I'm very confused about the difference between Information gain and mutual information. to make it even more confusing is that I can find both sources defining them as identical and other which explain their differences:
Sources stating Information gain and Mutual information are the same
- Feature Selection: Information Gain VS Mutual Information
- An introduction to information retrieval: "Show that mutual information and information gain are equivalent", page 285, exercise 13.13.

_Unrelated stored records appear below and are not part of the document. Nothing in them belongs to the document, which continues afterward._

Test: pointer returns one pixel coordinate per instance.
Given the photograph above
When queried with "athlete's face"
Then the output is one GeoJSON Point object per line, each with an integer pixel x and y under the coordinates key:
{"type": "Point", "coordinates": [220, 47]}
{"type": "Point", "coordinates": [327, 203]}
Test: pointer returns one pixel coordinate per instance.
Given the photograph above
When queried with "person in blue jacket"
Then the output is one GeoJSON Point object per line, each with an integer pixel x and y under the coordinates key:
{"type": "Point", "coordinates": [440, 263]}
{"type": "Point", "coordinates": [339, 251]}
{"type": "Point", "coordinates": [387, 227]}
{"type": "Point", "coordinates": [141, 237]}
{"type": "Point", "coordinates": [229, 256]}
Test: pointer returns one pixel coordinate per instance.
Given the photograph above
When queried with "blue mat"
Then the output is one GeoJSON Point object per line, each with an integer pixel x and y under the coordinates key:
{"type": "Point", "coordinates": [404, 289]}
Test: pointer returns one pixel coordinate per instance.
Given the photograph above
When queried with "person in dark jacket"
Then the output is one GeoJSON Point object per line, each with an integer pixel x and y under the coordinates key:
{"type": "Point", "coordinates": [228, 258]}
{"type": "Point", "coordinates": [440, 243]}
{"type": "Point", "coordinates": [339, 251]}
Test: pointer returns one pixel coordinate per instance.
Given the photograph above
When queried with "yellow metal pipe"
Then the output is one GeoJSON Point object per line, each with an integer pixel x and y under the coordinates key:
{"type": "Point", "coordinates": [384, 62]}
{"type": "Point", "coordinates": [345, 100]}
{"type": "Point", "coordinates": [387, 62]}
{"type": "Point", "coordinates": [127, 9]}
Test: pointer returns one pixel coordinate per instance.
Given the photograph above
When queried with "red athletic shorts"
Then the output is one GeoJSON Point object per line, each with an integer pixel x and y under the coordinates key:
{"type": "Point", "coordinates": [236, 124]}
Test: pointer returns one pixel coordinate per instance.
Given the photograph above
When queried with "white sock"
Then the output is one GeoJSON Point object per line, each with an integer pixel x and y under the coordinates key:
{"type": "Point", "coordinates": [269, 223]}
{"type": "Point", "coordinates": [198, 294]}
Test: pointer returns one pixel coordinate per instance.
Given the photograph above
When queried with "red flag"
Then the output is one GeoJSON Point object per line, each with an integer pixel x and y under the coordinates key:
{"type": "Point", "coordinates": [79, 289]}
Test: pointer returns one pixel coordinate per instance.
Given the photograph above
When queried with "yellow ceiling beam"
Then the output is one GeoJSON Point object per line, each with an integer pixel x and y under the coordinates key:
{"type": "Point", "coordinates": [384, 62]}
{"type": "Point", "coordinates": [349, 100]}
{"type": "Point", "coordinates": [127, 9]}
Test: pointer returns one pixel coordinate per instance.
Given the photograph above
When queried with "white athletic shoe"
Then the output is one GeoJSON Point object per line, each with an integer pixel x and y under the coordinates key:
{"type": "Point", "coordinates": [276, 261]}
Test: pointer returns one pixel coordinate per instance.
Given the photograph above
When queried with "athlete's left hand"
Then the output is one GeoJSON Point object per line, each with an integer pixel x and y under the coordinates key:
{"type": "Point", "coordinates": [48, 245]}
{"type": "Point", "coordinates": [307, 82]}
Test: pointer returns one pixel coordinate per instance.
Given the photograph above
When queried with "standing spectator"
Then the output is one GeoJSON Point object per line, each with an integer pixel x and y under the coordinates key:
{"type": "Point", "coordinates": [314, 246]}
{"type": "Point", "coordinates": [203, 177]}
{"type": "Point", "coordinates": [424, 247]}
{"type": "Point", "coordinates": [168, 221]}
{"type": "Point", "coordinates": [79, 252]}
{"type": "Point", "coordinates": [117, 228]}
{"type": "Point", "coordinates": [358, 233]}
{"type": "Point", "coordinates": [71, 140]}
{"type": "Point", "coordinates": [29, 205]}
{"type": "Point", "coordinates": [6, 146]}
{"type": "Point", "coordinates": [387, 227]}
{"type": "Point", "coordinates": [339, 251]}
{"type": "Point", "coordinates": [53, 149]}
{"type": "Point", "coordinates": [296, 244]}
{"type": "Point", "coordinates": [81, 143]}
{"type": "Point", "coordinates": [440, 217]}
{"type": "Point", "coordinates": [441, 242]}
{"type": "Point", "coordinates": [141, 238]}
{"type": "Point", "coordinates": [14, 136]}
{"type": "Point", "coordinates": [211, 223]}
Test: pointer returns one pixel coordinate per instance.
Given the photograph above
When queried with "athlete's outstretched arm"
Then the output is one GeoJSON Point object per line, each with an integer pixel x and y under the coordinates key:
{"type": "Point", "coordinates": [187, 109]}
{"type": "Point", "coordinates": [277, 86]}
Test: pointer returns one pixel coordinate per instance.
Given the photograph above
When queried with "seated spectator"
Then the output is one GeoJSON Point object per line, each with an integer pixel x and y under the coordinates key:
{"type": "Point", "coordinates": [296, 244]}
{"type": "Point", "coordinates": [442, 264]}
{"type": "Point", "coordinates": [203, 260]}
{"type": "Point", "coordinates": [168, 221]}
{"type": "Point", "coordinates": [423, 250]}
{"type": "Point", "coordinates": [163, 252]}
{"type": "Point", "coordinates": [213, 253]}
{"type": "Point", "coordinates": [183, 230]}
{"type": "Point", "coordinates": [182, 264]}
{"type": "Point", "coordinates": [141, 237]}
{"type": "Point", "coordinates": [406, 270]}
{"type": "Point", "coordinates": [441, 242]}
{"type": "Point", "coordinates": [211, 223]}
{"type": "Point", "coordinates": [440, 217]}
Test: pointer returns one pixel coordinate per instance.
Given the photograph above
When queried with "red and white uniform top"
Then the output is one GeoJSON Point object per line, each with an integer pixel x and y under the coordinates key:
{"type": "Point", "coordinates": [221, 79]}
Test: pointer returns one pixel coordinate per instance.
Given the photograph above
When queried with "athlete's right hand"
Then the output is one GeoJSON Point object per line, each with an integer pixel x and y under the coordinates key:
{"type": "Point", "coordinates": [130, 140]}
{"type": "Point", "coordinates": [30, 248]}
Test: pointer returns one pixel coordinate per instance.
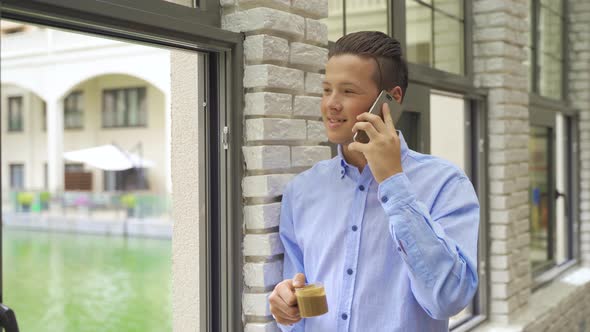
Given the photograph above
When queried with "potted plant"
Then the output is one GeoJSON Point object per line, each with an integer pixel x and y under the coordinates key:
{"type": "Point", "coordinates": [25, 200]}
{"type": "Point", "coordinates": [129, 201]}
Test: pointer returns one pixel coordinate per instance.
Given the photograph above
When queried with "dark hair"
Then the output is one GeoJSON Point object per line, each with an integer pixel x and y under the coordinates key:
{"type": "Point", "coordinates": [392, 69]}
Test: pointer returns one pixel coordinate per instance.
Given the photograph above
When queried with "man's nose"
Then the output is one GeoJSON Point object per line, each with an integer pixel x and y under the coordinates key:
{"type": "Point", "coordinates": [334, 102]}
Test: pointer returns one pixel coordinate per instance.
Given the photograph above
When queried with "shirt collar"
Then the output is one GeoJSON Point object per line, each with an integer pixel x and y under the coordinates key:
{"type": "Point", "coordinates": [345, 166]}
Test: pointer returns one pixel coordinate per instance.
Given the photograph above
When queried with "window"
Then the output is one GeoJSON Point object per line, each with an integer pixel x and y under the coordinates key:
{"type": "Point", "coordinates": [17, 176]}
{"type": "Point", "coordinates": [131, 179]}
{"type": "Point", "coordinates": [73, 111]}
{"type": "Point", "coordinates": [550, 169]}
{"type": "Point", "coordinates": [434, 34]}
{"type": "Point", "coordinates": [346, 16]}
{"type": "Point", "coordinates": [44, 108]}
{"type": "Point", "coordinates": [15, 113]}
{"type": "Point", "coordinates": [546, 48]}
{"type": "Point", "coordinates": [124, 108]}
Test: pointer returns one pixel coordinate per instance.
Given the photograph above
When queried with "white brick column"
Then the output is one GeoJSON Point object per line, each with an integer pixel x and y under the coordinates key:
{"type": "Point", "coordinates": [55, 135]}
{"type": "Point", "coordinates": [500, 37]}
{"type": "Point", "coordinates": [579, 97]}
{"type": "Point", "coordinates": [284, 49]}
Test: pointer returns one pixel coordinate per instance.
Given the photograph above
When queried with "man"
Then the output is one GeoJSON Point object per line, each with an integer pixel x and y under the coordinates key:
{"type": "Point", "coordinates": [391, 233]}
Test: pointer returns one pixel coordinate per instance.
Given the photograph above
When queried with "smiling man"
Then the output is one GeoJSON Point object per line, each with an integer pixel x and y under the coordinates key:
{"type": "Point", "coordinates": [391, 233]}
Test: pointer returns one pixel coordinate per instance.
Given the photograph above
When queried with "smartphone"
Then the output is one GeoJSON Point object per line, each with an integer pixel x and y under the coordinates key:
{"type": "Point", "coordinates": [394, 107]}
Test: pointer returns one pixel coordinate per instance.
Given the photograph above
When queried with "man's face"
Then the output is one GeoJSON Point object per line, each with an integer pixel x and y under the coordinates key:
{"type": "Point", "coordinates": [349, 90]}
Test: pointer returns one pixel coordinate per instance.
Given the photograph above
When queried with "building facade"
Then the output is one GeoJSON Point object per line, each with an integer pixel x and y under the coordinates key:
{"type": "Point", "coordinates": [498, 87]}
{"type": "Point", "coordinates": [99, 91]}
{"type": "Point", "coordinates": [512, 80]}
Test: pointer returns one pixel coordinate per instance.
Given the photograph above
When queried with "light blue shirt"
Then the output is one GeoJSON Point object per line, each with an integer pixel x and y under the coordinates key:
{"type": "Point", "coordinates": [395, 256]}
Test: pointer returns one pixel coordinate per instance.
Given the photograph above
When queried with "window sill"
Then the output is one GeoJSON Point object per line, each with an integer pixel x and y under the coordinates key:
{"type": "Point", "coordinates": [544, 300]}
{"type": "Point", "coordinates": [546, 277]}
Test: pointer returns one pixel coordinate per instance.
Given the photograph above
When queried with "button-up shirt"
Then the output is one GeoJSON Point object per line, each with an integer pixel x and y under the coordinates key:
{"type": "Point", "coordinates": [395, 256]}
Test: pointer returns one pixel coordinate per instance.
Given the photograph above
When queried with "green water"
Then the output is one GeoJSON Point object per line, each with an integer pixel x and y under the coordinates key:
{"type": "Point", "coordinates": [76, 283]}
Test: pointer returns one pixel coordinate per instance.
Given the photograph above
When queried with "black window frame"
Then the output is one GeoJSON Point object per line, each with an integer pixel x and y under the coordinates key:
{"type": "Point", "coordinates": [11, 167]}
{"type": "Point", "coordinates": [76, 112]}
{"type": "Point", "coordinates": [20, 114]}
{"type": "Point", "coordinates": [142, 111]}
{"type": "Point", "coordinates": [534, 66]}
{"type": "Point", "coordinates": [196, 29]}
{"type": "Point", "coordinates": [542, 113]}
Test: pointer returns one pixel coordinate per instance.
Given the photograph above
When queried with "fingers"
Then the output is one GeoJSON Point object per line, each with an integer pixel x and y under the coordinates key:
{"type": "Point", "coordinates": [283, 302]}
{"type": "Point", "coordinates": [359, 147]}
{"type": "Point", "coordinates": [284, 313]}
{"type": "Point", "coordinates": [375, 120]}
{"type": "Point", "coordinates": [366, 127]}
{"type": "Point", "coordinates": [299, 280]}
{"type": "Point", "coordinates": [387, 118]}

- It is thus known as the information gain, or more commonly the mutual information between X and Y" --> CS769 Spring 2010 Advanced Natural Language Processing, "Information Theory", lecturer: Xiaojin Zhu
- "Information gain is also called expected mutual information" --> "Feature Selection Methods for Text Classification", Nicolette Nicolosi, http://www.cs.rit.edu/~nan2563/feature_selection.pdf
Sources stating they're different:
- https://math.stackexchange.com/questions/833713/equality-of-information-gain-and-mutual-information
- yang --> "A comparative study on Feature Selection in Text Categorization" --> they are treated separately and mutual information is even discarded because it performs very bad compared to IG
- citing yang --> "An Extensive Empirical Study of Feature Selection Metrics for Text Classification" -- http://www.jmlr.org/papers/volume3/forman03a/forman03a_full.pdf
Sources that are confused
I could still find other sources defending opposite thesis but I think these are enough. Can anyone enlighten me about the real difference / equality of these two measures?